Il progetto OMELETTE rientra nel programma europeo Interreg NorthWest Europe e si svolge dal 2023 al 2028 con un budget complessivo di oltre 6,3 milioni di euro, di cui 3,7 milioni finanziati dall’UE. Il progetto riunisce partner provenienti da Belgio, Paesi Bassi, Francia, Germania e Svizzera per affrontare una sfida centrale: come mantenere le galline ovaiole produttive più a lungo preservando al contempo la salute e il benessere animale e la redditività dell’allevamento.

L’obiettivo del progetto è rendere la produzione di uova nell’Europa nord-occidentale più sostenibile e resiliente, integrando la longevità nella gestione quotidiana degli allevamenti. Ciò richiede non solo innovazione tecnica, ma anche un monitoraggio migliore, maggiore scambio di conoscenze e un cambiamento nell’approccio gestionale di allevatori e consulenti.

Uno dei primi temi rilevanti presentati durante l’incontro è stato la gestione dell’illuminazione.
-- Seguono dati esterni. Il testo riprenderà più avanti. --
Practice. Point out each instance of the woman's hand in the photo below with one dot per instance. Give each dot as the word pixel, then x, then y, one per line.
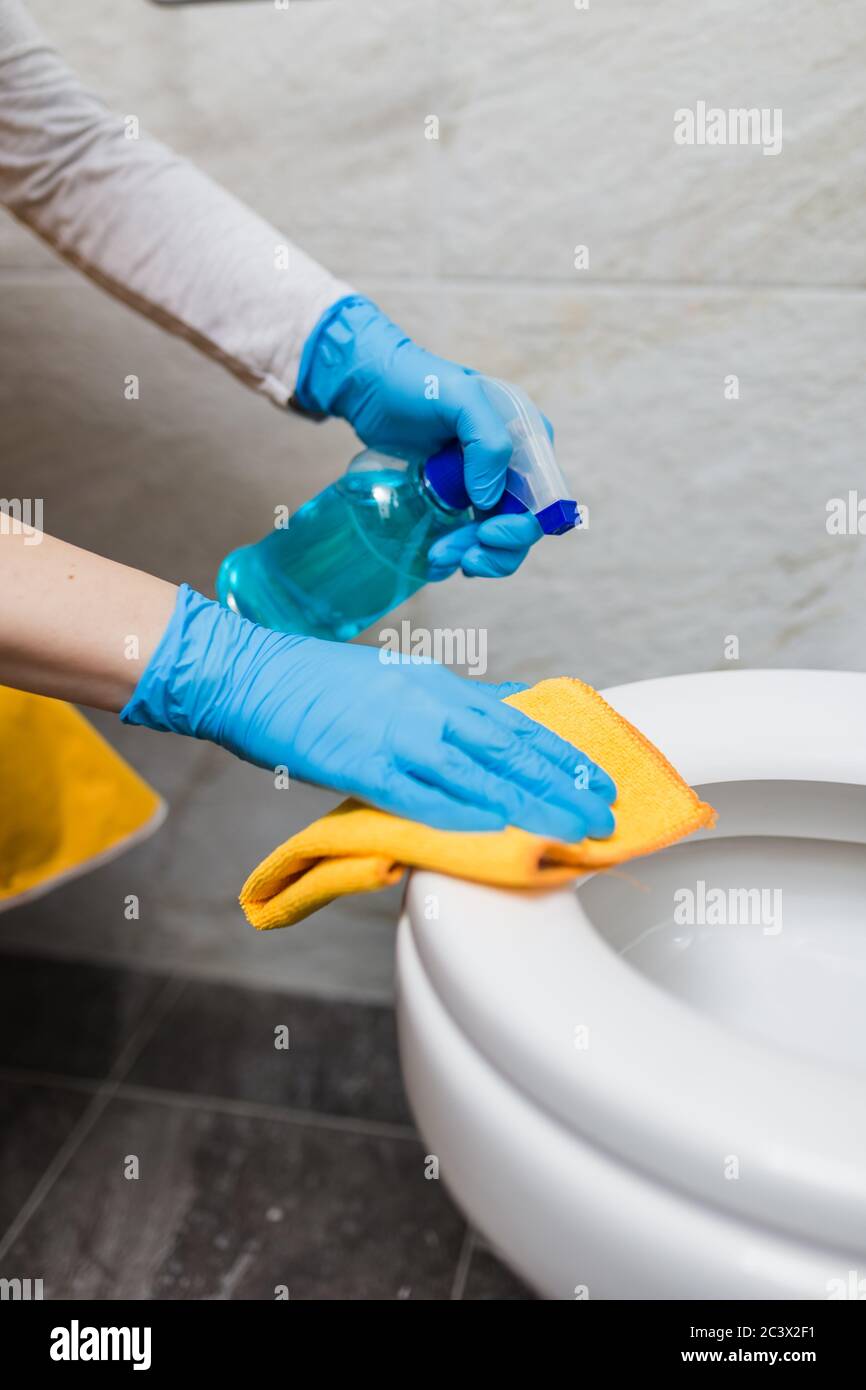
pixel 413 740
pixel 402 399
I sistemi di illuminazione dinamici possono influenzare il comportamento alternando luce fredda e luce calda: la luce fredda stimola l’attività, mentre quella calda favorisce il riposo e un comportamento più tranquillo. Nel progetto OMELETTE è stato sviluppato un approccio basato su un albero decisionale per aiutare gli allevatori a regolare l’illuminazione in risposta a comportamenti come beccaggio o aggressività. Tuttavia, i ricercatori hanno sottolineato che l’illuminazione deve essere considerata uno strumento di supporto, non un sostituto per affrontare problemi strutturali o gestionali presenti nel capannone. Un secondo punto di attenzione è stato rappresentato dai materiali di arricchimento ambientale. Studi hanno mostrato che l’arricchimento svolge un ruolo chiave nella prevenzione dei comportamenti dannosi, soddisfacendo le esigenze naturali di beccaggio e foraggiamento delle galline. Non tutti i materiali si sono rivelati altrettanto efficaci: le soluzioni ricaricabili hanno ottenuto i migliori risultati, poiché le galline tornavano a interessarsi agli oggetti dopo il rifornimento, mentre alcuni oggetti hanno rapidamente perso attrattiva o hanno addirittura aumentato l’aggressività. Questi risultati evidenziano l’importanza di una gestione attiva, che includa la rotazione e il rinnovo periodico dei materiali.

La digitalizzazione è un altro pilastro fondamentale del progetto. Gli strumenti presentati dai partner combinano dati produttivi, indicatori di salute e monitoraggio del comportamento in dashboard integrate. Questi sistemi aiutano gli allevatori a individuare precocemente i problemi, favorendo una gestione preventiva anziché reattiva. Il monitoraggio basato su telecamere arricchisce ulteriormente questo approccio, consentendo la rilevazione automatizzata dello stato delle piume, dei comportamenti di accalcamento e di altri indicatori di benessere.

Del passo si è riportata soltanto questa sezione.